Al: Well thanks. Hey, and I took your advice about the speech. Instead of using the same joke I've been using to open all my Inconvenient Truth talks, I started with a homily about Alfred Nobel. I think it went over pretty well.

Rid: That's great.

Al: Anyway, Rid, I've got a favor to ask.

Rid: Anything. What do you need?

Al: Well, I know there are great scientists all over the world studying the impact of global warming. There are projects studying polor bears on one end of the globe and there are projects studying penguins on the other. But until just now it's slipped my mind to ask someone who actually lives at the North Pole.

Rid: Santa?

Al: Yeah. But the problem is I've got a pretty busy schedule and...

Rid: You haven't talked to him since that night in San Felipe with the the marguiritas and the fisherman's three daughters, have you?

Al: Well, that did end a bit awkward...

Rid: Okay, I get it. I'm pretty busy at work, but I think I can squeeze it in on Sunday. I'm just hoping he's available. This is a pretty busy time of year for him.

Al: Great, thanks. You should bring Jordan up there. I'm sure she'd love a chance to meet the guy.

Rid: Yeah, maybe I'll do that. She probably needs the brownie points to get off the naughty list. Hey, so you're sure about '08?

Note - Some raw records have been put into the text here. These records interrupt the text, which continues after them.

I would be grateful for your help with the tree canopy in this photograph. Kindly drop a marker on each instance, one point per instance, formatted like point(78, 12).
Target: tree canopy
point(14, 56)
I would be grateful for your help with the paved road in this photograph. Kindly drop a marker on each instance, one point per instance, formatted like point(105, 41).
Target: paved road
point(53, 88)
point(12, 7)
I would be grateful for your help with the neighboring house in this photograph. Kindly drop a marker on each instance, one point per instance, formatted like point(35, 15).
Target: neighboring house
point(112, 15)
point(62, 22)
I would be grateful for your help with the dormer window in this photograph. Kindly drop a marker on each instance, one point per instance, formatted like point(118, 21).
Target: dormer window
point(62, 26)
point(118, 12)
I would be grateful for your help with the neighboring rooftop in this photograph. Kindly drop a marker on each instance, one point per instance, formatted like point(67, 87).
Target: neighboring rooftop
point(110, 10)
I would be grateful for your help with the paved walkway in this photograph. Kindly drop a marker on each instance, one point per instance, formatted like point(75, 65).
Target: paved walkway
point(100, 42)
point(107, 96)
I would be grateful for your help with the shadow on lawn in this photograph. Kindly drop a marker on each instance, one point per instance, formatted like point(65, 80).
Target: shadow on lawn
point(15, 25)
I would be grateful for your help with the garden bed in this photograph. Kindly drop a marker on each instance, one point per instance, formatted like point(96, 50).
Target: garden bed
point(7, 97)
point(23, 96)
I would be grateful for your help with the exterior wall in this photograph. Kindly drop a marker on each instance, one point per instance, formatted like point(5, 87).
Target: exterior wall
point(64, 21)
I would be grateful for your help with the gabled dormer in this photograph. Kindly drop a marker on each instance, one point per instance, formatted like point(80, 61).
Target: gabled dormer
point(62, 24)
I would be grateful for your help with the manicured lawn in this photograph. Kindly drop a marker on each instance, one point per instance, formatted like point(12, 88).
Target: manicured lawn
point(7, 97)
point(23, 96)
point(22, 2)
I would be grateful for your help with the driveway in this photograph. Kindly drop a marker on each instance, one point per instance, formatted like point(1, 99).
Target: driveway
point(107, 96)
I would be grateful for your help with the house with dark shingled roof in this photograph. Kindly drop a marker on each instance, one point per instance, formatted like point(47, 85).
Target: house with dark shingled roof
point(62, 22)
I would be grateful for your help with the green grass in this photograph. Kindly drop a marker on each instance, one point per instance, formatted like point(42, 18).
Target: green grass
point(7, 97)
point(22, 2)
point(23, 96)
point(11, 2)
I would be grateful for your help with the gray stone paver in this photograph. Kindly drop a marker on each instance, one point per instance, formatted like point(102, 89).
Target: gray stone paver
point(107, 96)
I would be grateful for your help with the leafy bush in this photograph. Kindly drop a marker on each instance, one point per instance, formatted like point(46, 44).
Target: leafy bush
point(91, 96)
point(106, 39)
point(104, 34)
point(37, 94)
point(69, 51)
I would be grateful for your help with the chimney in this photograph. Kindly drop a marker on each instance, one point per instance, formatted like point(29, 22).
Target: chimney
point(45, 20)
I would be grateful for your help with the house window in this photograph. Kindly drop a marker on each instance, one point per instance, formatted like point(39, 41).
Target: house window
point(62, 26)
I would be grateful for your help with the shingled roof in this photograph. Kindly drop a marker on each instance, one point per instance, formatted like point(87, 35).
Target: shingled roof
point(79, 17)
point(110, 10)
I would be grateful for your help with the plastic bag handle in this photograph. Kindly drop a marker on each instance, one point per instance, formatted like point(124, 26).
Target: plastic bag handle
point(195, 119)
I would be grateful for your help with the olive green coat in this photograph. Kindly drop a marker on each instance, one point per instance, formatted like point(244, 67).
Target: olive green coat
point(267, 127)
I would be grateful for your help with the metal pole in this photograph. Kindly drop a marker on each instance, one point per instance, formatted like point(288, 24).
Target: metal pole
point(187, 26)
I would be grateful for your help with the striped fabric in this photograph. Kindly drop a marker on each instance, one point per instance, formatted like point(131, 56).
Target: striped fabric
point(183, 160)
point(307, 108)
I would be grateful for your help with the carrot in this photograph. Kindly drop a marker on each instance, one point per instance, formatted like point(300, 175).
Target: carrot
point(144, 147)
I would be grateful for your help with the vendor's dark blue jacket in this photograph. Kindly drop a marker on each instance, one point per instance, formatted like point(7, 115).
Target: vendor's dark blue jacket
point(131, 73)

Al: Yeah, Rid. I don't know what I was ever thinking running for president the last time. You couldn't pay me enough to do that job.

Thursday, December 06, 2007

Another bad gun day.

The headline read, "Mall shooter hid assault rifle in sweatshirt." I'm thinking the NRA is probably going to come out with a campaign outlawing baggy sweatshirts. People don't kill people, baggy sweatshirts kill people.

Occssionally these seemingly random acts of violence just pop up. The thing that most people don't seem to notice is that this happens disproportionately in the US because we love our guns and we don't seem to mind that crazy people, even those with criminal records, get their hands on them.

Okay, I'm not an anti-gun nut. I don't own one and I never will, but I actually think the 2nd Amendment was written to protect that as a right. It was written at a different time and place, and I would probably take it out if I was writing the Constitution today. But all rights have limitations, and it's perfectly reasonable to say 1. Crazy People should not own guns. 2. Assult rifles are not necessary for personal protection.

That doesn't seem so difficult, but for some reason it is. This isn't new ground. See Bowling for Columbine. But for some reason we're forced to go over it over and over again and more random folks end up with unwanted bullets.

I blame the NRA. They've gone off the deep end as to their gun advocacy.